Boehner's plan achieved some victories-chiefly tying, for the first time ever, future increases in the debt limit directly to spending cuts. Rep. Paul Ryan of Wisconsin, the Republican's most credible voice on fiscal discipline, supported it. But the Tea Party remained unimpressed with its $1.8 trillion in spending cuts. They wanted more.
At a sparsely attended Tea Party rally on the grounds of Capitol Hill Wednesday, speaker after speaker implored Boehner to "hold the line," meaning no compromise. "That is insignificant and not meaningful reform," Sen. Rand Paul, a Tea Party freshman Republican from Kentucky, told the crowd.
A man dressed as Captain America, hefting a jumbo-sized American flag, and another as George Washington worked the crowd.

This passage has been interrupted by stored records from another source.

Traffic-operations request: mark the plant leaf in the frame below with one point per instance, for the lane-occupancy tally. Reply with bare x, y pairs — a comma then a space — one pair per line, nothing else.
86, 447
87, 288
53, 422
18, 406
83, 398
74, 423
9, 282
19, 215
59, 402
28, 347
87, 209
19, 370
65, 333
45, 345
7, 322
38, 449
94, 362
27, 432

Earlier in the day, the Tea Party Patriots released a poll saying that 74.1 percent of group members favored or were leaning toward a new House speaker.
Even usually lockstep conservative groups are divided: Americans for Tax Reform and the U.S. Chamber of Commerce supported Boehner while the Club for Growth and Heritage Action urged conservatives to oppose Boehner's plan.
"I can't do this job unless you're behind me," Boehner said to his rank-and-file members at the height of the uprising. This plea initially had a positive effect: Throughout Thursday, more and more undecided representatives began to offer public support for the bill. But as the day wore on the momentum halted as other lawmakers resisted, including the entire South Carolina delegation to the House. By late Thursday night, Boehner called off a vote that was supposed to happen hours earlier.
Lost in the conservative revolt is the fact that even Reid's alternative debt ceiling plan, universally opposed by Republicans for other reasons, does not use tax increases to decrease deficits. This is a huge victory for conservatives.
Still, the sticking point for many of the 87 largely Tea Party-backed new Republican members of House is a guarantee that the balanced budget amendment proposal (the "crown jewel" of their plan according to one House freshman) not only gets a vote but also passes Congress and heads to the states for final approval.
By Wednesday, some veteran Republicans had had enough. Sen. John McCain, already not a likely candidate for any Tea Party rally, began by calling the demand foolish. "That is worse then foolish. That's deceiving," he said on the Senate floor. "It's unfair. It's bizarre."
Senate Republican Leader Mitch McConnell also reached out to his beleaguered House counterpart by explaining the political realities. "We cannot get a perfect solution, from my point of view, controlling only the House of Representatives," said McConnell, who remains fearful that Republicans will shoulder the bulk of the blame if calamity follows any default. The global stock markets dipped daily over fears of a deadlocked Congress. "We know we can't get a result without something that can pass a Republican House, a Democratic Senate and be signed by a Democratic president," McConnell added.
The Tea Party crowd and the influx of Tea Party lawmakers deserve credit for changing the debate in Washington. Never before has a debt ceiling increase caused such a brouhaha. Veteran lawmakers from both parties are at least willing to admit that Washington suffers from an acute spending addiction.
But changing the debate is not the same as having the power to pass a bill. The next step in the cure, implementing significant structural changes in the way Washington can spend taxpayer dollars, will require more than the combined appearance of Captain America and George Washington. It demands more conservative victories in November 2012.
Christina Latchford, a 56-year-old from Tampa, Fla., who canceled her flight home from vacation after hearing about the Wednesday's rally, senses this. "We don't have a full back bone yet," she said of conservative lawmakers. She added that the cancellation fees she incurred were worth every penny because "we all have to make sacrifices. This country is a gift we can't lose."